Anthony Gugliotta stands by his home in Southampton as Southampton Village Justice Barbara Wilson films him with her phone on June 17, 2015. Gugliotta sued Wilson after she accused him of installing a security camera saying it was aimed at her daughter's bedroom window. Credit: Randee Daddona
A Southampton judge’s motion to have a $2.2 million defamation lawsuit against her dismissed has been denied by a Suffolk County Supreme Court judge in Riverhead.
The lawsuit was filed May 27, 2015, by Anthony Gugliotta, who lives next to Barbara Wilson — a judge in both Southampton Town and Southampton Village. Gugliotta alleges Wilson defamed him by accusing him in a public meeting of installing a camera outside his house aimed at her teenage daughter’s bedroom.
“This means it will go to trial,” Anton J. Borovina, the Melville-based attorney for Gugliotta, said in a telephone interview Friday when he received the April 12 order.
Wilson’s attorney, Brian Lester of Amagansett, said Friday he had no comment, adding, “I haven’t seen the order yet.”

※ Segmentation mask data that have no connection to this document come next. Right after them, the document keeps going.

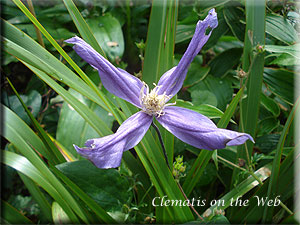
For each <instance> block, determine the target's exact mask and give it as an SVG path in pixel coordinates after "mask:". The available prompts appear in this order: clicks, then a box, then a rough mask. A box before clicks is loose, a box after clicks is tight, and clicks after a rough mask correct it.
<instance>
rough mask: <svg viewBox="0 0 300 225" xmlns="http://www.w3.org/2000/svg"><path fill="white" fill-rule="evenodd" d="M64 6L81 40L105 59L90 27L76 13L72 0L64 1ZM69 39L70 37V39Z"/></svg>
mask: <svg viewBox="0 0 300 225" xmlns="http://www.w3.org/2000/svg"><path fill="white" fill-rule="evenodd" d="M64 4H65V6H66V7H67V9H68V11H69V14H70V16H71V17H72V20H73V22H74V24H75V26H76V27H77V29H78V31H79V33H80V35H81V36H82V38H83V39H84V40H85V41H86V42H87V43H89V44H90V45H91V46H92V47H93V48H94V49H95V50H96V51H98V52H99V53H100V54H101V55H103V56H104V57H105V54H104V52H103V50H102V49H101V47H100V45H99V43H98V42H97V40H96V39H95V37H94V35H93V32H92V31H91V29H90V27H89V26H88V25H87V23H86V22H85V20H84V19H83V17H82V15H81V14H80V12H79V11H78V9H77V7H76V5H75V4H74V2H73V1H72V0H64ZM70 38H71V37H70Z"/></svg>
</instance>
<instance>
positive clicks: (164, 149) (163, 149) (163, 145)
mask: <svg viewBox="0 0 300 225" xmlns="http://www.w3.org/2000/svg"><path fill="white" fill-rule="evenodd" d="M151 125H152V127H153V128H154V129H155V131H156V133H157V136H158V139H159V142H160V144H161V147H162V149H163V152H164V156H165V160H166V163H167V165H168V167H169V169H171V167H170V164H169V161H168V157H167V152H166V149H165V145H164V142H163V140H162V137H161V133H160V131H159V129H158V127H157V126H156V125H155V124H154V122H153V121H152V124H151Z"/></svg>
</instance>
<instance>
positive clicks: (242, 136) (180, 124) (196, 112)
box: [157, 106, 254, 150]
mask: <svg viewBox="0 0 300 225" xmlns="http://www.w3.org/2000/svg"><path fill="white" fill-rule="evenodd" d="M164 112H165V114H164V115H163V116H161V117H159V118H157V120H158V122H159V123H160V124H161V125H162V126H163V127H164V128H166V129H167V130H168V131H170V132H171V133H172V134H174V135H175V136H176V137H177V138H179V139H180V140H182V141H184V142H186V143H188V144H190V145H192V146H194V147H196V148H201V149H207V150H213V149H222V148H225V146H226V145H228V146H232V145H240V144H243V143H244V142H245V141H246V140H248V139H249V140H251V141H253V138H252V137H251V136H250V135H249V134H245V133H239V132H235V131H231V130H225V129H220V128H217V126H216V125H215V124H214V123H213V122H212V121H211V120H210V119H208V118H207V117H206V116H203V115H201V114H199V113H197V112H194V111H192V110H189V109H185V108H181V107H176V106H167V107H166V108H165V109H164ZM253 142H254V141H253Z"/></svg>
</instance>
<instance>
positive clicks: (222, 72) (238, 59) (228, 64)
mask: <svg viewBox="0 0 300 225" xmlns="http://www.w3.org/2000/svg"><path fill="white" fill-rule="evenodd" d="M242 53H243V49H242V48H230V49H228V50H226V51H224V52H222V53H220V54H219V55H217V56H216V57H214V58H213V59H212V60H211V61H210V62H209V63H208V65H209V66H210V67H211V70H210V72H209V73H210V74H212V75H213V76H215V77H224V76H225V75H226V74H227V73H228V72H229V70H231V69H233V67H234V66H235V65H237V64H238V63H239V62H240V59H241V56H242Z"/></svg>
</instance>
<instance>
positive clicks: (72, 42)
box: [64, 36, 80, 44]
mask: <svg viewBox="0 0 300 225" xmlns="http://www.w3.org/2000/svg"><path fill="white" fill-rule="evenodd" d="M79 40H80V38H79V37H77V36H74V37H72V38H69V39H67V40H65V41H64V42H66V43H69V44H75V43H76V42H77V41H79Z"/></svg>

According to the lawsuit, Wilson made the accusation against Gugliotta, a luxury homebuilder, during a televised April 13, 2015, hearing before the Southampton Village Board of Historic Preservation and Architectural Review.
The hearing was being held to discuss Wilson’s application to build an exterior staircase on her Elm Street home, and Gugliotta was among three people objecting to the project.
In making a statement “not relevant or material to the proceedings,” the lawsuit states, Wilson spoke of Gugliotta when she said, “It’s just when people bring up my daughter, it gets a little upsetting to me. Especially when grown men want to look at little girls.”
The lawsuit alleges that after the hearing, Wilson looked directly at Gugliotta and warned him to stay away from her daughter.
“Her statements were calculated to give the false impression that Mr. Gugliotta is a pedophile,” Borovina said in an interview when the lawsuit was filed. Borovina said Wilson’s intention was to intimidate anyone objecting to her staircase.
In the motion to have the lawsuit dismissed, Lester said any statements Wilson made were privileged as part of a quasi-judicial proceeding and were not defamatory and “not actionable.”
Borovina said the camera matter dates back three years when it was installed in 2013 to gather evidence when Wilson and Gugliotta were involved in a property line dispute over their shared driveway.
At one point, Wilson chained her pickup truck to a column in front of her home when Gugliotta threatened to tow it after claiming her driveway was partially on his property.
Gugliotta ended up giving Wilson easement rights allowing her to park on part of his property, and agreed to not have the camera pointed at Wilson’s living areas. Borovina said Gugliotta has since turned the camera off.